Belajar Agama: Kenapa Justru Jadi Kaku?
Belakangan ini saya sering nemuin fenomena yang cukup mengganggu di sekitar saya — banyak orang yang lagi giat belajar agama, tapi kok justru makin kaku, makin mudah menghakimi, dan terasa makin jauh dari rasa bijak.

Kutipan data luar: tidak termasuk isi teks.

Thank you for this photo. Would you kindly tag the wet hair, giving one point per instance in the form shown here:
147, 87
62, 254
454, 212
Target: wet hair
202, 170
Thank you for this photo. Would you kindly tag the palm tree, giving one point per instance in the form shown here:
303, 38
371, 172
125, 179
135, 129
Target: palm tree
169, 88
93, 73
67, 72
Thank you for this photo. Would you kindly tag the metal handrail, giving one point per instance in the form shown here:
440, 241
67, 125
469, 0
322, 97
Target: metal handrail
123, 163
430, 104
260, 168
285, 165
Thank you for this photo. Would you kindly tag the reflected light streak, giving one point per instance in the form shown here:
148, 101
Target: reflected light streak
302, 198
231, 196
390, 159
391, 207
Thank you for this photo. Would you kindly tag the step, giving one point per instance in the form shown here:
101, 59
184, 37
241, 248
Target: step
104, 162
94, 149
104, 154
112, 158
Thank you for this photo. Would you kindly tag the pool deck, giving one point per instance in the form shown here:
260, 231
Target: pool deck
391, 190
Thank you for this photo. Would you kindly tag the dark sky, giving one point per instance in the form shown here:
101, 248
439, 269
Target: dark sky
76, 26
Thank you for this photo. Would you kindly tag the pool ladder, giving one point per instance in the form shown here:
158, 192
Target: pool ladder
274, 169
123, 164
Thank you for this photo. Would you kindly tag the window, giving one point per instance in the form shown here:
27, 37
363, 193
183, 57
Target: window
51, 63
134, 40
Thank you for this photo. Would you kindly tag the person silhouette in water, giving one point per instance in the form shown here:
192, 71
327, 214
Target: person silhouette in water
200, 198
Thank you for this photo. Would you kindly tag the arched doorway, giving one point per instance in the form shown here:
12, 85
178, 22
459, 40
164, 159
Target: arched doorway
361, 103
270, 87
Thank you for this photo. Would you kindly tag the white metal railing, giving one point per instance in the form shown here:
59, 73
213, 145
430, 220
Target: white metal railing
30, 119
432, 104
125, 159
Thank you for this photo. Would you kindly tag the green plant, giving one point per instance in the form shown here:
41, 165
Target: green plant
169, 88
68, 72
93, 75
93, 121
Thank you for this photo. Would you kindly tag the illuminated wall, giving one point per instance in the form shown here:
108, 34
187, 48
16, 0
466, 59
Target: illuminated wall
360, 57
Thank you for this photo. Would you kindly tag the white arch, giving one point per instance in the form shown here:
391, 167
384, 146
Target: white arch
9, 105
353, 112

Saya lihat sendiri gimana beberapa teman mulai sering update status soal fiqih, soal “ini haram”, “itu bid’ah”, atau “yang bener tuh harus begini, harus begitu.” Agama jadi semacam alat validasi sosial dan pelabelan benar-salah terhadap orang lain. Padahal buat saya pribadi, agama justru seharusnya jadi makanan batin — jalan sunyi untuk bertumbuh secara spiritual, bukan panggung untuk rekrutmen kebenaran atau kompetisi siapa yang paling syar’i.
Saya sadar, mungkin ini karena banyak orang belajar agama dari titik “benar vs salah” — bukan dari “hikmah vs kebijaksanaan”, atau “kasih vs keadilan”. Agama jadi seperti sistem hukum kaku, bukan jalan penyembuhan jiwa. Bahkan terkadang, semakin dalam mereka belajar, semakin sempit ruang toleransi dalam diri mereka sendiri.
Saya pernah di posisi yang sama. Dulu saya juga sempat merasa “lebih tahu” lalu mulai menilai orang lain. Tapi kemudian saya sadar, spiritualitas sejati itu justru bukan tentang siapa yang paling benar, tapi siapa yang paling lapang.
Salah satu turning point saya adalah ketika saya berpikir: kalau saya bikin aturan di kantor bahwa semua perempuan harus berhijab, lalu bagaimana dengan pegawai non-muslim? Bukankah itu juga bentuk pemaksaan yang mirip dengan toko yang melarang hijab?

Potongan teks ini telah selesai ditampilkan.